A fasting blood draw (typically 20–30 ml across multiple tubes) is collected. Samples are processed in separate assays across multiple laboratory departments — clinical biochemistry for metabolic and tumour markers, immunology for immune phenotyping, specialist labs for inflammatory cytokines. Results are compiled into a single report. Interpretation requires an integrative oncologist or physician who can contextualise the combined findings against the patient's clinical picture, cancer type, and treatment history.

Who Should Consider This Test

  • Patients wanting a holistic baseline before starting any protocol (conventional or integrative)
  • Those in active treatment wanting to monitor immune function, inflammation, and nutritional status
  • Post-treatment surveillance — tracking tumour markers and immune recovery
  • Patients with unexplained symptoms where a broad screen is needed
  • Anyone building an integrative oncology protocol who wants data to personalise supplements and interventions

Evidence Summary

Individual components of a comprehensive panel have strong evidence.

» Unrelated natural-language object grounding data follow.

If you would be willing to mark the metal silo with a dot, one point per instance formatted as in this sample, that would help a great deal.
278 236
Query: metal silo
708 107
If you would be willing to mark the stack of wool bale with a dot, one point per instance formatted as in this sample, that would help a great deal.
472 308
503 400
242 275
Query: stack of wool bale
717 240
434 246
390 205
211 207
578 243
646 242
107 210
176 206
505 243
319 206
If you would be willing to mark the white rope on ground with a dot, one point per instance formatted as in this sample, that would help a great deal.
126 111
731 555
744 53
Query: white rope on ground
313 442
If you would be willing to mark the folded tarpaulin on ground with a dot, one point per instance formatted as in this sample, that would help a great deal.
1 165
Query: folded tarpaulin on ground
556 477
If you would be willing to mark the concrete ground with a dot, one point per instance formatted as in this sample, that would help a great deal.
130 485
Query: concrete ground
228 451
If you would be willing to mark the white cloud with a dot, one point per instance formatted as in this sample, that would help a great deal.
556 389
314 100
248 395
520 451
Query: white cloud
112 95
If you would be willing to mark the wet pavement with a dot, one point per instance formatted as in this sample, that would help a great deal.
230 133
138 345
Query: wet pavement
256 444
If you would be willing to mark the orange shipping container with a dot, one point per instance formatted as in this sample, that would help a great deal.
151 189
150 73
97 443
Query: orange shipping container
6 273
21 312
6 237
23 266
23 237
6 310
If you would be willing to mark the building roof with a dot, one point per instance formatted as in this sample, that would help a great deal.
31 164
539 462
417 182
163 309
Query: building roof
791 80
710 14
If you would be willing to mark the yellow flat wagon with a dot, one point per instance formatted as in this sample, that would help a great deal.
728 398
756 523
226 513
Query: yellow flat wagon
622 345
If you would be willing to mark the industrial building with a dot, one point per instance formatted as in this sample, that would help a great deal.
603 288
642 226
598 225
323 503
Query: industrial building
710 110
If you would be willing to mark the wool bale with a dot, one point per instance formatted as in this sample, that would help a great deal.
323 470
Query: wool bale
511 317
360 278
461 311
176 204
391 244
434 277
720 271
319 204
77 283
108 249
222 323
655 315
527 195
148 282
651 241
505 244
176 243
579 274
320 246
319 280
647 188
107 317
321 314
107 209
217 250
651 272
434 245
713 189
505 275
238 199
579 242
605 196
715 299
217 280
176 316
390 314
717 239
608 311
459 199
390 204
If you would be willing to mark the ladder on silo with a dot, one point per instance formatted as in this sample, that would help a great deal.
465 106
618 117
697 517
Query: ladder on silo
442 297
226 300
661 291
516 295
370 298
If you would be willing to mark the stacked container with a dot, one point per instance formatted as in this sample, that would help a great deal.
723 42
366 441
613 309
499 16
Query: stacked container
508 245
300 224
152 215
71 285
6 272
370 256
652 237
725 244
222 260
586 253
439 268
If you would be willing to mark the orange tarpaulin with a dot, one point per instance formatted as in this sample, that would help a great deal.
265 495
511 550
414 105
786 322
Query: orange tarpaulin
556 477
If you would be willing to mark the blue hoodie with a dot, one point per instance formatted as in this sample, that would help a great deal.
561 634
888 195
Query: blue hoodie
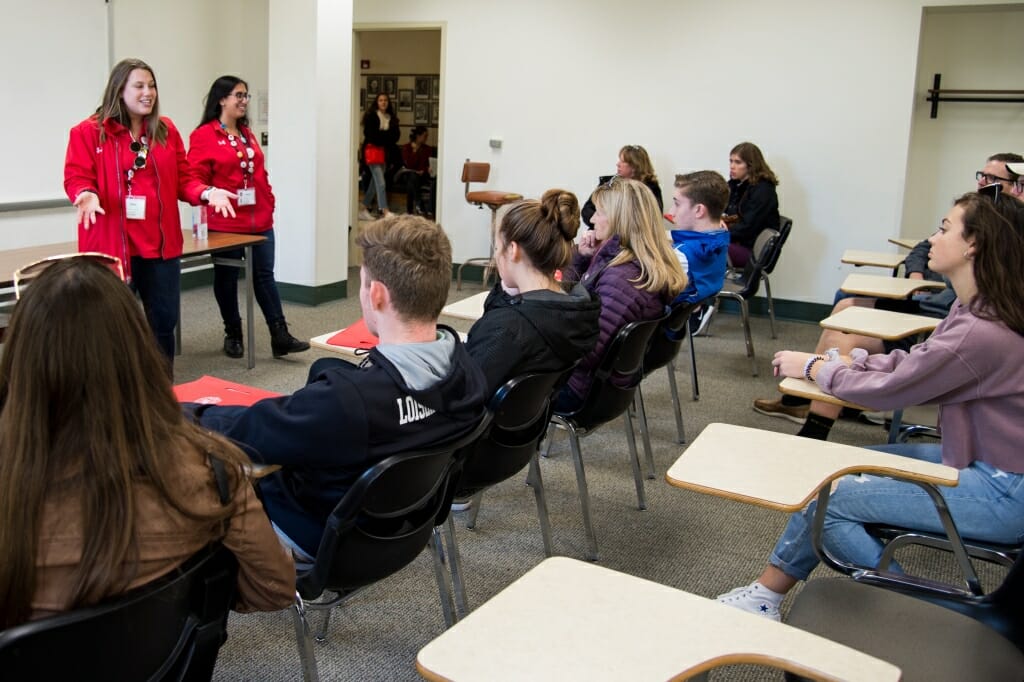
706 262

Tumour markers (CEA, CA-125, PSA) are well-validated for monitoring known cancers, though poor as standalone screening tools. NK cell activity as a cancer prognosis marker has moderate evidence — low NK activity predicts worse outcomes in multiple cancer types. Vitamin D deficiency is associated with poorer cancer outcomes across 10+ cancer types in meta-analyses. High fasting insulin and IGF-1 correlate with increased cancer recurrence risk. The combination of all these markers into a single 'complete onco panel' as a decision tool has not been formally validated in RCTs, but is widely used in integrative oncology practice to personalise protocols.

Available Labs & Providers

RGCC (extended panel alongside CTC testing)Greece
Biolab Medical UnitUK
Doctors Data (functional oncology panels)USA
Genova Diagnostics (NutrEval + immunology panels)USA/UK
Various integrative oncology clinics — custom panelsGlobal

This list is not exhaustive. Ask your oncologist or integrative physician for locally available options.

Important Considerations

  • Tumour markers are not reliable screening tools in isolation — elevated CEA can come from smoking, IBD, or other non-cancer causes
  • Over-testing can lead to anxiety and unnecessary follow-up investigations
  • Results require expert interpretation — do not self-interpret
  • Panels vary significantly between labs — compare what is included before choosing
  • Nutritional supplementation should be guided by results with professional oversight, especially during chemotherapy

Informational only. Not medical advice. Always consult your oncologist before ordering or acting on any diagnostic test.